Es verschwindet oft genauso schnell, wie es aufgetaucht ist, und inszeniert sich gerne als Geheimtipp unter Eingeweihten: das „Pop-up“. In München steckt hinter diesem Trendbegriff meist einfach die weniger hip klingende „Zwischennutzung“. Auch das Pop-up „Nadir Güllü“ auf dem Viktualienmarkt war ursprünglich als Zwischennutzung gedacht. Doch die Baklava-Manufaktur aus Istanbul konnte ihr Gastspiel in einen festen Marktstand verwandeln. Vor wenigen Tagen hat Nadir Güllü mit dem Soft Opening begonnen.

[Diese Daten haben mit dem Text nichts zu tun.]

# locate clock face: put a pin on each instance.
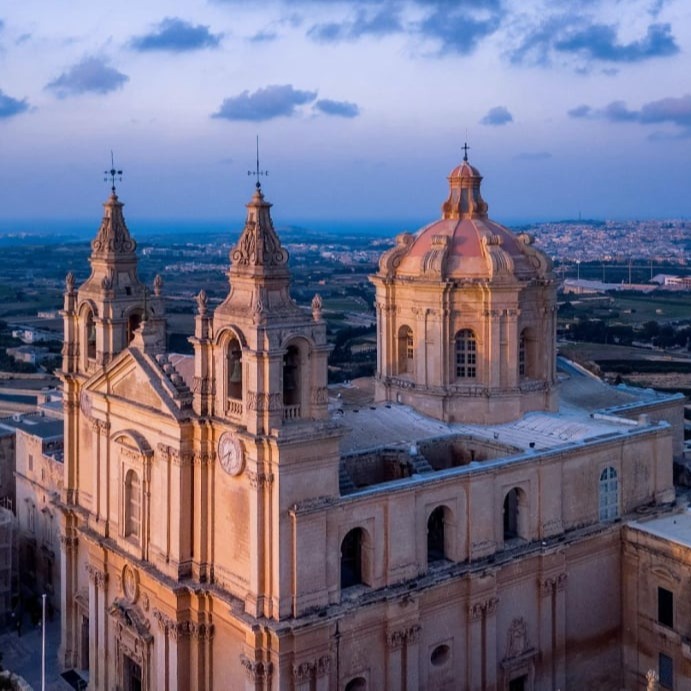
(230, 454)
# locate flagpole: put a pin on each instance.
(43, 646)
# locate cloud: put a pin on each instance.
(11, 106)
(672, 110)
(499, 115)
(382, 23)
(264, 36)
(343, 109)
(599, 42)
(178, 36)
(91, 75)
(533, 156)
(264, 104)
(458, 32)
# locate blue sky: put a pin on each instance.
(361, 107)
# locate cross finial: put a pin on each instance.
(257, 172)
(113, 174)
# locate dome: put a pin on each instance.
(465, 244)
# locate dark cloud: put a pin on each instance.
(670, 111)
(343, 109)
(265, 36)
(91, 75)
(499, 115)
(458, 32)
(11, 106)
(264, 104)
(581, 111)
(178, 36)
(381, 23)
(533, 156)
(599, 42)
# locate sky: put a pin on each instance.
(361, 107)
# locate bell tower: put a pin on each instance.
(102, 316)
(260, 382)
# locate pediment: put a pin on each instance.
(137, 381)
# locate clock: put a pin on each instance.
(230, 454)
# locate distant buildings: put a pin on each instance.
(228, 522)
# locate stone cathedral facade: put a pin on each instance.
(227, 524)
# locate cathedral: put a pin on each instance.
(228, 521)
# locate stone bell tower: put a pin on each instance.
(260, 380)
(103, 314)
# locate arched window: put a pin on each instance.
(133, 322)
(609, 494)
(291, 376)
(521, 355)
(351, 558)
(133, 505)
(511, 515)
(90, 332)
(436, 550)
(406, 350)
(234, 370)
(466, 354)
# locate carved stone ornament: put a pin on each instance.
(230, 454)
(130, 584)
(517, 638)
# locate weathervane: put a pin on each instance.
(258, 173)
(113, 174)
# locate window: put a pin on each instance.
(466, 354)
(435, 535)
(666, 671)
(665, 607)
(406, 350)
(351, 558)
(609, 494)
(440, 655)
(132, 505)
(90, 326)
(133, 323)
(235, 370)
(291, 376)
(511, 515)
(521, 355)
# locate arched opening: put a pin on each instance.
(133, 506)
(466, 354)
(291, 376)
(90, 333)
(406, 350)
(436, 535)
(521, 355)
(609, 494)
(527, 354)
(352, 558)
(234, 370)
(133, 323)
(510, 513)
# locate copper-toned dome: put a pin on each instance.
(465, 244)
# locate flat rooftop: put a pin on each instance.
(587, 411)
(675, 528)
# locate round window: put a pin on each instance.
(440, 655)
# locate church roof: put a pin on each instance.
(465, 244)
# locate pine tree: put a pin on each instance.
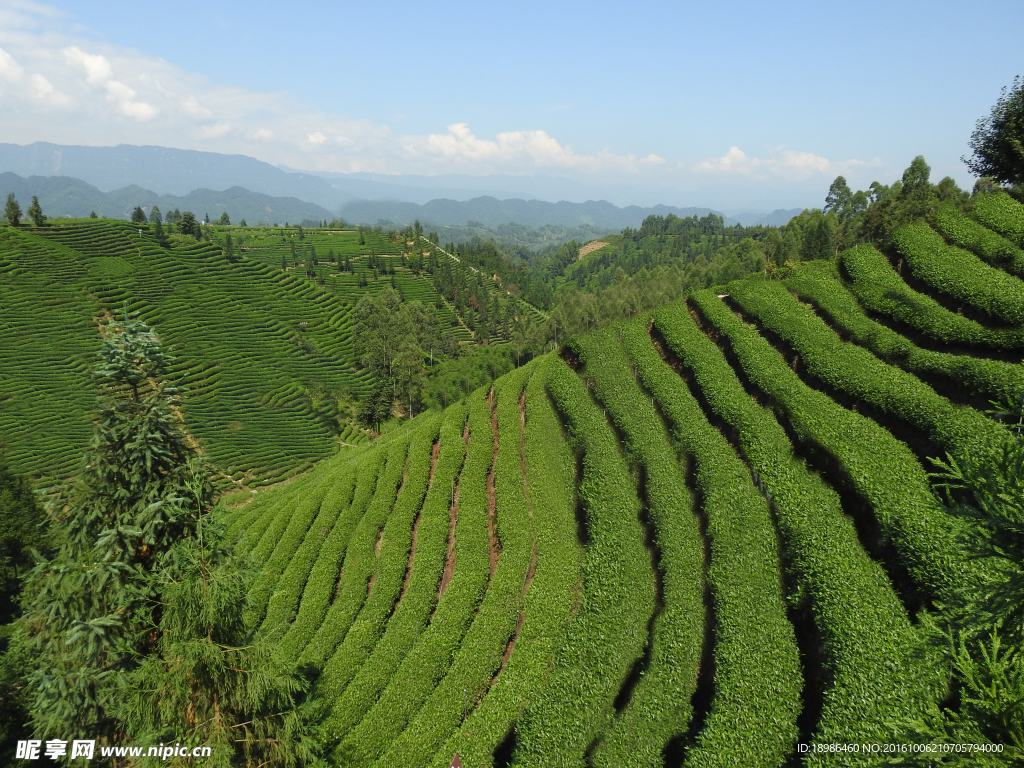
(90, 608)
(138, 620)
(13, 211)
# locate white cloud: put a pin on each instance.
(534, 148)
(214, 131)
(10, 69)
(195, 109)
(124, 96)
(97, 68)
(111, 94)
(44, 91)
(786, 163)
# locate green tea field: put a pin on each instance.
(699, 538)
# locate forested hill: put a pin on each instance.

Als das Pop-up vergangenen Herbst nur wenige Meter entfernt vom heutigen Stand an den Start ging, waren sämtliche Vorräte binnen weniger Stunden ausverkauft. Erst wollte Murat Güllü Ende Dezember abreisen, dann Ende März, schließlich gar nicht mehr. „Es lief besser als erwartet“, sagt er im Gespräch mit der SZ. Der 36-Jährige leitet das Familienunternehmen namens Nadir Güllü in sechster Generation und ist im August aus Istanbul angereist, um die Standeröffnung zu begleiten.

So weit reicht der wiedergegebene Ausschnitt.